A plan view will show a birds-eye perspective from about 30 inches from the floor. It gives you a good idea of the full width and length of the structure. For elevation views, the perspective is usually from the side of one of the cardinal directions. As the name suggests, it's all about scaling the height dimensions. Section views will show you what the building would look like if you cut through it. So it might reveal the details of the building's envelope or the location of your basement pipes.
Blocks, Notes and Legends
The title block tells you the technical details of the blueprints. This can include the vendor, site specifications or approval signatures. It also identifies if there are related drawings to the blueprints. For instance, if you had an accessory dwelling unit (e.g., a guesthouse), this might be included in a second set of drawings.
The notes tell the builder if you have any specific requests about how the home is to be constructed. For instance, if you didn't want to pay for overtime under any circumstances, you might specify the hours in which the builders are allowed to work. The legend identifies the symbols and numbers that are used throughout the plans.
Scales and Grids
An architect's scale will be different from that of an engineer's scale. So if you're looking at plans that detail the size of the walls, it will likely be in fractions of an inch, such as 1/2 inch is equal to 1 foot. With an engineer's scale, it's usually a whole number (e.g., 2 inches is equal to 100 feet). There are no standards for scaling parameters so be sure to check the prints.
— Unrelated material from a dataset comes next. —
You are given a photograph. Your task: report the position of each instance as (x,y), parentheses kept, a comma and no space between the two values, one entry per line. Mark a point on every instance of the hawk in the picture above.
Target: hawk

This is also a good time to take note of the grid. The goal of this feature is to assign numbers and letters to different areas of the home. This way, if you wanted to discuss a section of the basement with someone on the phone, you can direct them to D3 of the blueprints, instead of describing the section and risking confusion.
There will be plenty of lines in your blueprints, and they each have their own meaning. A double line will indicate the wall. If it's a thick wall, the lines will be set further apart from one another. So an exterior wall will have more space between the lines than an interior wall because an exterior wall will have more insulation.
Thick single lines are object lines, while dotted lines are hidden lines. These two lines represent what you can and can't see. So the object lines might show the front of the stove and a hidden line might show the back of the stove (because you won't be able to see it from against the wall). Short, solid lines with arrows are dimension lines, named because they show you the distance between one object and another.
What to Look for
There are so many details in building a home and many go overlooked in the name of convenience. Learning to read blueprints gives you the chance to review the builder's works and potentially raise red flags now instead of when it's too late.
Again, you're not expected to have the same working knowledge as a professional. However, what you can do is try to spot any anomalies within the construction plans. For instance, you might see that the height of the upper floor's ceiling is lower than you expected, or that the refrigerator being too close to the stove. You can also check the materials being used for the home to ensure they're up to your standards.
If you're still unsure of the plans, try talking to a real estate agent, contractor or inspector. It is always a good idea to get a professional opinion from someone who has seen the perils of poor construction in the past.